I'm not crazy after all!
Well, ok, I guess figuring out a difference in "sed" between gnu and bsd is not a sign of sanity.
(TL;DR this works on both: sed -i.bak -e "s/x/y/" x.txt)
I use sed a fair amount in my shell scripts. Recently, I've been using "-i" a lot to edit files "in-place". The "-i" option takes a value that is interpreted as a file name suffix to save the pre-edited form of the file. You know, in case you mess up your sed commands, you can get back your original file.
But for some scripts, the file being edited is itself generated, so there is no need to save a backup. So, just pass a null string in as the suffix. Right?

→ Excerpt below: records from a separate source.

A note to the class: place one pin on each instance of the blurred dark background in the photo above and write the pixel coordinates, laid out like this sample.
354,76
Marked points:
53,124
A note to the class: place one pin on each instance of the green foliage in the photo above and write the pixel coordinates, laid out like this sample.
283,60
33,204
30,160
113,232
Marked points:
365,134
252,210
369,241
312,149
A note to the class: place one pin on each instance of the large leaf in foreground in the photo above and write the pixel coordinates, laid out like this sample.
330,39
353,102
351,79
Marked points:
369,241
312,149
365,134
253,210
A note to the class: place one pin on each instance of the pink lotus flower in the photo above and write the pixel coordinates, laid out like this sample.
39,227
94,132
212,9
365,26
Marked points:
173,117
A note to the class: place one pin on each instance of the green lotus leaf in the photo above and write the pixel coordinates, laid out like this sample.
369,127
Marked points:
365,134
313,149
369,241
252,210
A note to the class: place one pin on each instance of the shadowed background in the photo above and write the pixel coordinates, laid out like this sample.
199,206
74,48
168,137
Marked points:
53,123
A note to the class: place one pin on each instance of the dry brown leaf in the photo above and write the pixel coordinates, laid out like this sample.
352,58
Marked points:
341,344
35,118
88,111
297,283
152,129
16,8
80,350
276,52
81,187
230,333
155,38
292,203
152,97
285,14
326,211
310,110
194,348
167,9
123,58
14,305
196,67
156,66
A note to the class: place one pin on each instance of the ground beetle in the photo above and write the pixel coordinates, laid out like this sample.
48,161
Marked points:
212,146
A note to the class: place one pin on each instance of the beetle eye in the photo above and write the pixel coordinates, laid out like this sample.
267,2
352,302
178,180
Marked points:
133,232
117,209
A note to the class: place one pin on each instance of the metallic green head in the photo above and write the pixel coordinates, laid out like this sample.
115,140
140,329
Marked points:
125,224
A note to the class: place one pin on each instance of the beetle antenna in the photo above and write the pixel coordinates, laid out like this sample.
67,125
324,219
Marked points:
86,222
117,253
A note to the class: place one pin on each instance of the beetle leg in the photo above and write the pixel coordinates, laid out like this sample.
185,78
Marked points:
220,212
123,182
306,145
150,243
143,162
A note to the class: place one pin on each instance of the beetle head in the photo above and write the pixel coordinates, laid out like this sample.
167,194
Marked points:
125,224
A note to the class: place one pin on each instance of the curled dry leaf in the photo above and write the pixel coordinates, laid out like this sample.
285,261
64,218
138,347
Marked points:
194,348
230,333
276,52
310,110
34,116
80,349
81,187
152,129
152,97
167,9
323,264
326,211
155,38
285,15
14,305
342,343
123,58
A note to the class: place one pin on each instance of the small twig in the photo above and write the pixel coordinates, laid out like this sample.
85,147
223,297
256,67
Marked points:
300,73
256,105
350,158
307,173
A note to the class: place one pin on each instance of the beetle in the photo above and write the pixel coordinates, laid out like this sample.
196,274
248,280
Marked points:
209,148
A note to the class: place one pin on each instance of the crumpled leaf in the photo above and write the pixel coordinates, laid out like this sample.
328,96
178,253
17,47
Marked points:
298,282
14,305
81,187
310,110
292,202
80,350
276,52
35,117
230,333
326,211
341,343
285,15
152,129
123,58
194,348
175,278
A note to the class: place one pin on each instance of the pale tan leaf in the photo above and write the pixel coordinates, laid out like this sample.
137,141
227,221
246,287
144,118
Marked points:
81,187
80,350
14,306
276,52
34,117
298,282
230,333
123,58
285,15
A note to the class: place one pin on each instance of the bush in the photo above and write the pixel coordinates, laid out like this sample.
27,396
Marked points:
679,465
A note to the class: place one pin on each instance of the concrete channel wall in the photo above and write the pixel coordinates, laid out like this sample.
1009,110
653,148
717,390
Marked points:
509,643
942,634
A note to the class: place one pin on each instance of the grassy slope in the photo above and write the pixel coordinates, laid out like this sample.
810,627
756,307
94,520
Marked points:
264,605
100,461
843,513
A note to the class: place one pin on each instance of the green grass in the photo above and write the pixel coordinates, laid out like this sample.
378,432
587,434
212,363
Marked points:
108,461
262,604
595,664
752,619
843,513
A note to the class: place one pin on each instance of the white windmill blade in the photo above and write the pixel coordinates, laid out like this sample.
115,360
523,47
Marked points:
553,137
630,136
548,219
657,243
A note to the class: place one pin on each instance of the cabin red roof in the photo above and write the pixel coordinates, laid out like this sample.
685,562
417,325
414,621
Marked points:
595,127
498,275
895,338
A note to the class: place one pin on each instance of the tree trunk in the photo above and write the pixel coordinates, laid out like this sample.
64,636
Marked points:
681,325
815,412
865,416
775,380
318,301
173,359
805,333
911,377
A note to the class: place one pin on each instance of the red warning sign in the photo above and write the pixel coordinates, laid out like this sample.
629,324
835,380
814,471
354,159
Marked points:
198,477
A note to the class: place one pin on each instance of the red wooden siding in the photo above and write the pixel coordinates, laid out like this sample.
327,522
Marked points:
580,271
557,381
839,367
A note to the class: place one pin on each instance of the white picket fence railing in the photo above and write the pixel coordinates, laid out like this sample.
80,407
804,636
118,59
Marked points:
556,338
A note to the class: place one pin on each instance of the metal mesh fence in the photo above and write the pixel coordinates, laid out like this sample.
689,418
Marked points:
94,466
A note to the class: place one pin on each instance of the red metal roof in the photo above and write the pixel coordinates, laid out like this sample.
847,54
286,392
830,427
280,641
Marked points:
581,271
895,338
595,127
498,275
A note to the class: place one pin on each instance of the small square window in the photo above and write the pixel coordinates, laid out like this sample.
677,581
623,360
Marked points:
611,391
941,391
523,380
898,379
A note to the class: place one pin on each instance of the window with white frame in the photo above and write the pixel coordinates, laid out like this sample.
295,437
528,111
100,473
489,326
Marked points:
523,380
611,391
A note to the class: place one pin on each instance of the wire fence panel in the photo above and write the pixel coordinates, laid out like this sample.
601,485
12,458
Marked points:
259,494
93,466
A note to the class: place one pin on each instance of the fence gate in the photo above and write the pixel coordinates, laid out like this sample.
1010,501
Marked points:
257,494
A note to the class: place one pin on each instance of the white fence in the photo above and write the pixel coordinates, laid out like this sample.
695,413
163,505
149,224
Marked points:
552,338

[ update: useful page: https://riptutorial.com/sed/topic/9436/bsd-macos-sed-vs--gnu-sed-vs--the-posix-sed-specification ]
BSD SED (FreeBSD and Mac)
$ echo "x" >x.txt
$ sed -i '' -e "s/x/y/" x.txt
$ cat x
y
$ ls
x.txt
Looks good. Let's try Linux.
GNU SED (Linux and Cygwin)
$ sed -i '' -e "s/x/y/" x.txt
sed: can't read : No such file or directory
$ cat x
y
$ ls
x.txt
Hmm ... that's odd. It "worked", which is to say the file was properly edited. But what's with that "no such file" error? Man page to the rescue:
...
-i[SUFFIX], --in-place[=SUFFIX]
edit files in place (makes backup if SUFFIX supplied)
Interesting, you can omit the suffix. And you mustn't supply a space between the "-i" and the suffix; it thinks you've omitted it and treats the empty string as an input file. Here's an example with a non-empty suffix:
$ sed -i .bak -e "s/x/y/" x.txt
sed: can't read .bak: No such file or directory
$ cat x
y
$ ls
x.txt
See? With the space, it thinks ".bak" is an input file. But we don't want a backup file, so let's try just omitting the suffix, like the man page says.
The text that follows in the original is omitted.